Помню, как я постучал в дверь спальни моего брата, ожидая найти его сидящим в темноте или, быть может, глядящим в окно, одиноко переживающим горе. Но увидел Володю у стола, сосредоточенно крепящим к доске бабочку, которая должна была положить начало новой коллекции — взамен той, что ему пришлось оставить дома.

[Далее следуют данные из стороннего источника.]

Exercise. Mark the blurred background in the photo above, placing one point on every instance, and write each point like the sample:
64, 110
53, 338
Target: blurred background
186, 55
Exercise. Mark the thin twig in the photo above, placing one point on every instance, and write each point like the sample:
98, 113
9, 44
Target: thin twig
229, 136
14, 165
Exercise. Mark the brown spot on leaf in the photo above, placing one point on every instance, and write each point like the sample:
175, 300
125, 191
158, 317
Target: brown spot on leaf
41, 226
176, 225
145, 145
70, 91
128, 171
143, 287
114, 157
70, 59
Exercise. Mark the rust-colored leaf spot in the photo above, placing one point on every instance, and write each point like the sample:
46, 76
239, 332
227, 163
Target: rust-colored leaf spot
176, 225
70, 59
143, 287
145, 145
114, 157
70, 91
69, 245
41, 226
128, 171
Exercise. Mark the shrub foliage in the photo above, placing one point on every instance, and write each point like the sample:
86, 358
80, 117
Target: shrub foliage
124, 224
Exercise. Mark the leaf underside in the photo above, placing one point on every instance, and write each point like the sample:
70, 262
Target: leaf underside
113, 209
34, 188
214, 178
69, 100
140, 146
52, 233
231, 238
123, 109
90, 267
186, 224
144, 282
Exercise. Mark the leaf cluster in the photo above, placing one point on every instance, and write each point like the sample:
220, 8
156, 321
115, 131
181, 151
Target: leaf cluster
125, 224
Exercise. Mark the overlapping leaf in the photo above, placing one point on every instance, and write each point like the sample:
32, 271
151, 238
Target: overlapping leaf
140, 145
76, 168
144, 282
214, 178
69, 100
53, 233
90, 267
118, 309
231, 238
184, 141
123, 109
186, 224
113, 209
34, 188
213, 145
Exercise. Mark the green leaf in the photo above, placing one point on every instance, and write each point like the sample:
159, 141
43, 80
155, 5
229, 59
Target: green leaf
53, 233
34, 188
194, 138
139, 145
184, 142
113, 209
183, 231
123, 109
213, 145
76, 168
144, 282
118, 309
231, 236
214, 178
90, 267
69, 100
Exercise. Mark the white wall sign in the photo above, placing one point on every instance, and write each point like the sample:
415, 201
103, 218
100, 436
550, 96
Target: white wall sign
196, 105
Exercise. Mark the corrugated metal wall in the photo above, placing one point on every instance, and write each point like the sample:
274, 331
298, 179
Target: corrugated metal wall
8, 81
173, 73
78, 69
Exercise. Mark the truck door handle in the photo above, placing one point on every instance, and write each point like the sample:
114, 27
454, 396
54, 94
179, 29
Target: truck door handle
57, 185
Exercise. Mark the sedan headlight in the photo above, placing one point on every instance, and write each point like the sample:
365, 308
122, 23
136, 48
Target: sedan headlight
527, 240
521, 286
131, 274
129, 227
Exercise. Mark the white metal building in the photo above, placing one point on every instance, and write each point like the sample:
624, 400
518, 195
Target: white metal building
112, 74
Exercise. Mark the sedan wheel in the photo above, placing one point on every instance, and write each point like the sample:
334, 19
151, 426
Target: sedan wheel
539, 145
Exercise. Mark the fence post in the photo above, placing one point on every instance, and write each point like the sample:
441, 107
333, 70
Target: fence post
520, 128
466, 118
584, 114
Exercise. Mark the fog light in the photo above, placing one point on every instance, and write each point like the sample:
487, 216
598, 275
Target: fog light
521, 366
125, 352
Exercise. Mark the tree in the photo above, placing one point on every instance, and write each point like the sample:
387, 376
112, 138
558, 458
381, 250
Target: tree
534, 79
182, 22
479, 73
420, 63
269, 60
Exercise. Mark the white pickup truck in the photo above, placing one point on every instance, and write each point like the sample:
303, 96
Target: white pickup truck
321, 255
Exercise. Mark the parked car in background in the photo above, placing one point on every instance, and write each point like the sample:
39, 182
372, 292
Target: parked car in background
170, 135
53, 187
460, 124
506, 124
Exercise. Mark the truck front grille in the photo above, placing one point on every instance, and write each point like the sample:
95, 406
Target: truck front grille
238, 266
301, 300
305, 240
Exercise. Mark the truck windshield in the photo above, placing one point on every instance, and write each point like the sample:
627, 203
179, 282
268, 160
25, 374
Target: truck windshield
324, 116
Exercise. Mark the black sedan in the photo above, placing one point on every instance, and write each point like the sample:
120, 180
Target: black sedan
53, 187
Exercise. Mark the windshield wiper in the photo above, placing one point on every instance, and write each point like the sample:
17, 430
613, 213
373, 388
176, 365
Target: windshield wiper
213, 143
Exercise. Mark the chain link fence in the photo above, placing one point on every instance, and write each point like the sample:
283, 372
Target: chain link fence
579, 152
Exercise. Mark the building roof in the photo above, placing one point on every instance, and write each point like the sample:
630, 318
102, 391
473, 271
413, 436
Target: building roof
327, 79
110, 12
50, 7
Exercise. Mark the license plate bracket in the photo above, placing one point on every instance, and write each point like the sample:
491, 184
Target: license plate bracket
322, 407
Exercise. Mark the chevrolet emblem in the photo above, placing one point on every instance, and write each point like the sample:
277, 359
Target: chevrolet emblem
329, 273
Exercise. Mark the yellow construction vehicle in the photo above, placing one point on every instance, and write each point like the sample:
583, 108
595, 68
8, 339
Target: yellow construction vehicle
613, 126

— Мне очень жаль, — сказал я.
Он не обернулся, не посмотрел на меня и ничего не ответил. Лишь точным движением пронзил булавкой грудь коричнево-оранжевой красавицы. Я поколебался, не понимая, стоит ли мне продолжать задуманное мною. И по глупости решил продолжить.
Простыми словами, почти не заикаясь, я рассказал ему заранее затверженную мной наизусть историю моей дружбы с Давидом Горноцветовым, рассказал о ее ужасном конце, о моем горе и о том, как это горе обратилось со временем в веру, что мертвые не покидают нас насовсем, но остаются рядом, наблюдая за нами.
Когда я закончил, брат обернулся ко мне и смерил меня взглядом довольно странным.
— Сережа, — произнес он непривычно мягким тоном. — Я благодарен тебе за старания утешить меня. Правда. Но прошу, оставь попытки изобретать для себя прошлое.
Я спросил, о чем он, Господи помилуй, говорит.
— Если все было так, как ты рассказал, почему никто из нас ни о каком Горноцветове и слыхом не слыхивал? Он хоть раз побывал в нашем доме? Ты познакомил его с родителями? Насколько хорошо ты мог его знать? И почему, если рассказ твой правдив, ты даже не упомянул в то время о его смерти?
Разумеется, Володя был прав: опасаясь, что родителям мои друзья не понравятся, я не упоминал о них и горе мое перестрадал молча. И все же я возразил Володе, сказав, что он не раз видел меня с Давидом. Наши пути то и дело пересекались в Петербурге, когда он после школы прогуливался с Валентиной. Разве он не помнит высокого худощавого юношу, которого видел со мной? «Абиссинцы», так мы себя называли. «Абиссинцы с левой резьбой».